India is curiously defying a common law of economics. When foreign investors cool toward an emerging economy’s stock market, share prices usually fall. Not so in the world’s fifth-largest economy.
Foreign investors were net sellers of India-listed shares last month, accounting for more than $1 billion in outflows. Foreign inflows of $2.6 billion this year are a fraction of last year’s $22 billion. Yet the Bombay Stock Exchange’s benchmark BSE Sensex has risen 12.8% year to date, buoyed in large part by domestic mutual funds.
The stock market’s resilience reflects deeper changes in India, with implications beyond investor portfolios.
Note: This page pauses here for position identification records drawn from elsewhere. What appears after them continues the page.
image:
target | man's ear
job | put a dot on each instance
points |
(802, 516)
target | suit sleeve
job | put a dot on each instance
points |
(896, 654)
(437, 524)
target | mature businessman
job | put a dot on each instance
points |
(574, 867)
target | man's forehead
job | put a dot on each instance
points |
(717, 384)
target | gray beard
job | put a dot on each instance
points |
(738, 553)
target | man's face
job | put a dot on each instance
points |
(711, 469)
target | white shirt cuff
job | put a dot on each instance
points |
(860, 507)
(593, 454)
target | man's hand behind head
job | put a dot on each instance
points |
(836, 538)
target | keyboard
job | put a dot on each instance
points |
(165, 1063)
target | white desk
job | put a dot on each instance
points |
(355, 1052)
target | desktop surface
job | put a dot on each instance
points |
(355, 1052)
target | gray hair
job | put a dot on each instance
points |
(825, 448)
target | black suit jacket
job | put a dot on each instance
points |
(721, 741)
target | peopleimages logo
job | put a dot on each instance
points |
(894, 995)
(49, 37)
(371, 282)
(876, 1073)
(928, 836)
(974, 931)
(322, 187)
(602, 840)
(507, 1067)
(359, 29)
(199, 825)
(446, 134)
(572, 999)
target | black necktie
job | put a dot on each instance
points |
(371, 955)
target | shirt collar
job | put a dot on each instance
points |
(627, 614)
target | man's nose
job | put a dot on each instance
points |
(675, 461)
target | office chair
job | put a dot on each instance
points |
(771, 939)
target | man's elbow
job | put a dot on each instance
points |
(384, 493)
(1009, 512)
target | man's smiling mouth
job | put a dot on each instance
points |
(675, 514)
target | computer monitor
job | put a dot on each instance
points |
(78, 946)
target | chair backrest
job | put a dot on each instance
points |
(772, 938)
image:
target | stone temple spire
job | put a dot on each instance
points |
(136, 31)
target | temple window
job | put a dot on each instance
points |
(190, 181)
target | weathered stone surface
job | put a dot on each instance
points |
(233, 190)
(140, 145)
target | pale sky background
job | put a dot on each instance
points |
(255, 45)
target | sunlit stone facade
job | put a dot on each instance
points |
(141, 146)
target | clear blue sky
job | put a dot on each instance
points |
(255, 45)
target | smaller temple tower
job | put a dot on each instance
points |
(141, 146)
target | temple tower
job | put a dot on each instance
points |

Long a global byword for poverty, India now boasts a significant and rapidly growing cohort of relatively wealthy consumers and investors. Goldman Sachs estimates the country’s “affluent population"—those with an annual income of at least $10,000—will grow from approximately 60 million today to 100 million by 2027.
Blume Ventures, an early-stage Indian venture fund, estimates that about 30 million households, or roughly 120 million people, with an annual per capita income equivalent to $15,000 represent “the consuming class." These are the people largely responsible for India’s stock-market boom, as well as for the majority of domestic spending on everything from beauty products and restaurant meals to airline tickets and iPhones. In historical terms they are an anomaly. India has long been characterized by extreme wealth disparities—the old cliché of maharajas and snake charmers—but it has never had a well-off class this large.